U.S. financial markets were little moved by the data.

Motor vehicles and parts production dropped 2.5 percent in March after increasing 2.3 percent in February. An inventory overhang in the automobile sector is weighing on production.

Factory employment declined in March for the first time since July 2017. Excluding motor vehicles and parts, manufacturing output rose 0.2 percent in March, lifted by increases in the production of primary metals, and computer and electronic products, after falling 0.5 percent in February.
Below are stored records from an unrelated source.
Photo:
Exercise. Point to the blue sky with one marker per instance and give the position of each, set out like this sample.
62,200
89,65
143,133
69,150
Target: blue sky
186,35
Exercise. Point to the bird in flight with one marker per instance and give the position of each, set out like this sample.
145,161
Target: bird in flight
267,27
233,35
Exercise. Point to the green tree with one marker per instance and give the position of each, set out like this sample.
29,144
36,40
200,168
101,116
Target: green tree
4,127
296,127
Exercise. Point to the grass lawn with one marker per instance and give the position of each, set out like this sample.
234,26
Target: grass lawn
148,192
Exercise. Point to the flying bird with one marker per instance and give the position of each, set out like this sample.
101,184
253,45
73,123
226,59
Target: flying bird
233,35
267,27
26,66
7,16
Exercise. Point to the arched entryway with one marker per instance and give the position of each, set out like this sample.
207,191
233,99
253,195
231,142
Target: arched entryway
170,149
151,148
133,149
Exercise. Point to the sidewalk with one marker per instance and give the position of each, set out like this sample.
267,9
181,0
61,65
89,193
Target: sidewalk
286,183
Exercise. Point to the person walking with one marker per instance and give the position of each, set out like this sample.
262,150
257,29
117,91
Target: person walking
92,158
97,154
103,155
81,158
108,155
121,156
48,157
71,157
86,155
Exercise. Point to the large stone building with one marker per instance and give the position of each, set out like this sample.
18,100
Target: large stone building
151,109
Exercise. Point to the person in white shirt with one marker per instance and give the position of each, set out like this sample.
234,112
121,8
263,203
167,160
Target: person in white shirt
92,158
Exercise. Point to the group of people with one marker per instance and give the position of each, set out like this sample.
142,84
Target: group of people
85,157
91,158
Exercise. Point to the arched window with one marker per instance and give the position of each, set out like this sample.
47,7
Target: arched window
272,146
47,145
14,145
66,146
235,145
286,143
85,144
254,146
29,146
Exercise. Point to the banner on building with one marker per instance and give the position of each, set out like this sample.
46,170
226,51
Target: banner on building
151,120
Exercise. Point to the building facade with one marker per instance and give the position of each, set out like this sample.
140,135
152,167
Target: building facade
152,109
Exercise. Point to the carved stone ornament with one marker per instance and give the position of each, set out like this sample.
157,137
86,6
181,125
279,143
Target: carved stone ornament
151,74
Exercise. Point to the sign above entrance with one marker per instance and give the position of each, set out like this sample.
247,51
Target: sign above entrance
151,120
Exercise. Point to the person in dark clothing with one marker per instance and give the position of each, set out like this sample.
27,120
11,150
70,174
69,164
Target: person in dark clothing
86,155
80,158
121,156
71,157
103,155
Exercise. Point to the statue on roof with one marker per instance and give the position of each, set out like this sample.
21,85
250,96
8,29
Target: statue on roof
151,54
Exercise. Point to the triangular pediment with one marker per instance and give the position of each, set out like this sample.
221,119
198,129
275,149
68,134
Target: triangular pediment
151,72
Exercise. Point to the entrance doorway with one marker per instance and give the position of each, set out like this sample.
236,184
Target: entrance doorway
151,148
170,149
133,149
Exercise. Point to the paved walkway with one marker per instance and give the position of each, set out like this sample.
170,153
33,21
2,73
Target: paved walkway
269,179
UNDERWHELMING RECOVERY EVIDENCE

While that offered some glimmers of hope for manufacturing, the outlook for the sector, which accounts for about 12 percent of the economy, is cloudy. A survey from the New York Fed on Monday showed a measure of future business activity in New York state dropped to a more than three-year low in April, with companies downbeat about new orders and shipments.

“We think we could be moving past the worst of the recent soft patch for the manufacturing sector, although the evidence of this improvement has not been overwhelmingly clear,” said Daniel Silver, an economist at JPMorgan in New York.
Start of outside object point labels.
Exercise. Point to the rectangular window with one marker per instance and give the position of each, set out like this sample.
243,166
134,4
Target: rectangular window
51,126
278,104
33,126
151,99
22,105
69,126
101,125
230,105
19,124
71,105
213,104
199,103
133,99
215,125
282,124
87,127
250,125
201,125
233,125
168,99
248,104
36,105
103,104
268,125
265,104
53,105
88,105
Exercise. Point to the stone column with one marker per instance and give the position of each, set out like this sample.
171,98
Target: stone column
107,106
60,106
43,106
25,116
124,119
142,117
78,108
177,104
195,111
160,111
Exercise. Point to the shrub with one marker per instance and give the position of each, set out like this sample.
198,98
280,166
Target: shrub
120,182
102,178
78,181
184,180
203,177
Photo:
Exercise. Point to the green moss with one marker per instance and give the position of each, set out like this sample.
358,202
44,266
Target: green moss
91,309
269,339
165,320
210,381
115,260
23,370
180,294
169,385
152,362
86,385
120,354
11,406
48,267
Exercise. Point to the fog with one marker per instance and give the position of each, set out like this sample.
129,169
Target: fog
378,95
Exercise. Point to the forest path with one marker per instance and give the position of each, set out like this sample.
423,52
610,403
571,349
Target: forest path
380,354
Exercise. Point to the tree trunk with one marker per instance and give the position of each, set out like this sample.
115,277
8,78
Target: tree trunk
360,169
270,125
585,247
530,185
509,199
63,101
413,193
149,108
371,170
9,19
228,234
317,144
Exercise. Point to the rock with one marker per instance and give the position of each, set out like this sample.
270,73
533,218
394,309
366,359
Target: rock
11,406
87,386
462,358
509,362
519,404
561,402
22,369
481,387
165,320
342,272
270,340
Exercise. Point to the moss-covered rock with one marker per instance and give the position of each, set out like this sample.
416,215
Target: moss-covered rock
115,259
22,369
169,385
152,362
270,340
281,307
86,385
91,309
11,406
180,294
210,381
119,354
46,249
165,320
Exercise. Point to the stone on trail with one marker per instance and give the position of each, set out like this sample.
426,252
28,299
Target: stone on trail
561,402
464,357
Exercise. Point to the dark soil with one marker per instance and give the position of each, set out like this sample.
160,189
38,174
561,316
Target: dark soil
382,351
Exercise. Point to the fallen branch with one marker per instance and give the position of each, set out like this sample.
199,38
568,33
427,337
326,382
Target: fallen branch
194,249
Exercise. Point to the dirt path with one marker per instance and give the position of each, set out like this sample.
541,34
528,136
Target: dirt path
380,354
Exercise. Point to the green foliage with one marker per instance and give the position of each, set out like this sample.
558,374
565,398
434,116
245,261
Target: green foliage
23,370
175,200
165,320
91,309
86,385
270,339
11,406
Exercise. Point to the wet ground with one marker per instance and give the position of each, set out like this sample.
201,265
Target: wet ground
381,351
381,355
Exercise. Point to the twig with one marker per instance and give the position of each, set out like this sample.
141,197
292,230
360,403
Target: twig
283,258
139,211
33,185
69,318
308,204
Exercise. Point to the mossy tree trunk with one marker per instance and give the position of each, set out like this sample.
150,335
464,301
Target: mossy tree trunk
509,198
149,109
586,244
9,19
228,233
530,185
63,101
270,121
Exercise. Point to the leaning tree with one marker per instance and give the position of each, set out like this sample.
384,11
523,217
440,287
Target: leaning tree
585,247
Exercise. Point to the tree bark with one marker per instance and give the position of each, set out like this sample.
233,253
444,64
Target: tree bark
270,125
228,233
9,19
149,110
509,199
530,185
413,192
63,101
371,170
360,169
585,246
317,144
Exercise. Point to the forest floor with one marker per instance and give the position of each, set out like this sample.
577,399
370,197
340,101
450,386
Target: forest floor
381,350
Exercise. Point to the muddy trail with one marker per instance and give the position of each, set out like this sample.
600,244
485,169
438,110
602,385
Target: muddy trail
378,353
Manufacturing is also being hobbled by last year’s surge in the dollar and softening global economic growth, which are hurting exports. The sector could be further strained by Boeing’s decision to stop deliveries and cut back production of its troubled 737 MAX aircraft. The MAX planes have been grounded indefinitely following two deadly crashes.
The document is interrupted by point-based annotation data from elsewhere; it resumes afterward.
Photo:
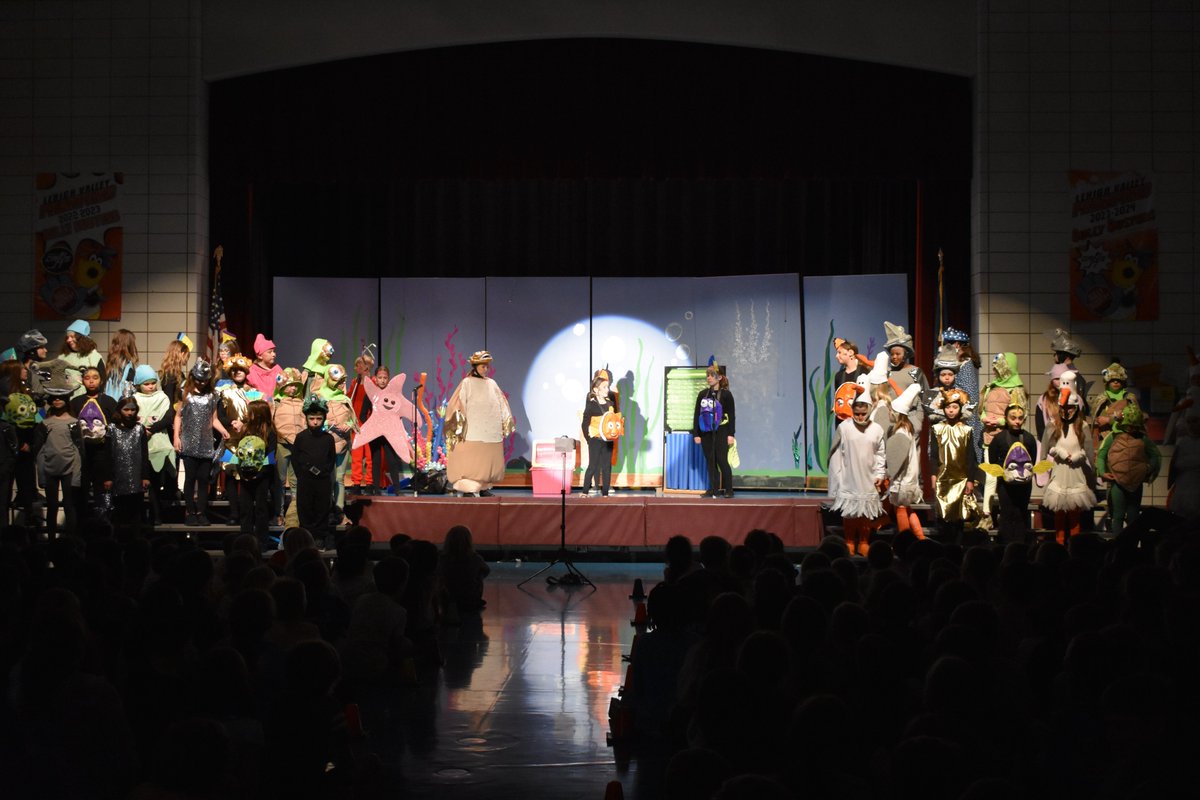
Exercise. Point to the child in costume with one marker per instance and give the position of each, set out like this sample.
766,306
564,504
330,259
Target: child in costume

“The delivery stoppage and production slowdown of the 737 MAX will be a drag on production and orders data in the near term, and may subtract as much as two tenths of a percentage point from second-quarter GDP growth,” said Tim Quinlan, a senior economist at Wells Fargo Securities in Charlotte.

While manufacturing is struggling, there are signs of green shoots in the housing market after activity contracted last year. A survey from the National Association of Home Builders on Tuesday showed confidence among single-family homebuilders edged up this month amid optimism over sales conditions and buyer traffic.

The housing market is getting a lift from a fall in mortgage rates after they surged last year. But housing accounts for a small fraction of the economy, meaning the recovery in activity is unlikely to have a huge impact on gross domestic product.

Growth forecasts for the first quarter are between a 1.5 percent and 2.3 percent annualized rate. The economy grew at a moderate 2.2 percent rate in the fourth quarter after expanding at a brisk 3.4 percent pace in the July-September period.

The flat manufacturing output in March, together with a 0.8 percent drop in mining, led to a 0.1 percent dip in industrial production. Industrial output edged up 0.1 percent in February. It fell at a 0.3 percent rate in the first quarter after rising at a 4.0 percent pace in the fourth quarter.

Mining production was unchanged in February. Oil and gas well drilling rebounded 0.3 percent in March after tumbling 1.3 percent in February. Utilities output gained 0.2 percent in March after surging 3.7 percent the prior month.

Capacity utilization for the manufacturing sector, a measure of how fully firms are using their resources, slipped to 76.4 percent last month, the lowest in a year, from 76.5 percent in February. Overall capacity use for the industrial sector fell to 78.8 percent from 79.0 percent in February.

It is 1.0 percentage point below its 1972-2017 average. Officials at the Fed tend to look at capacity use measures for signals of how much “slack” remains in the economy — how far growth has room to run before it becomes inflationary.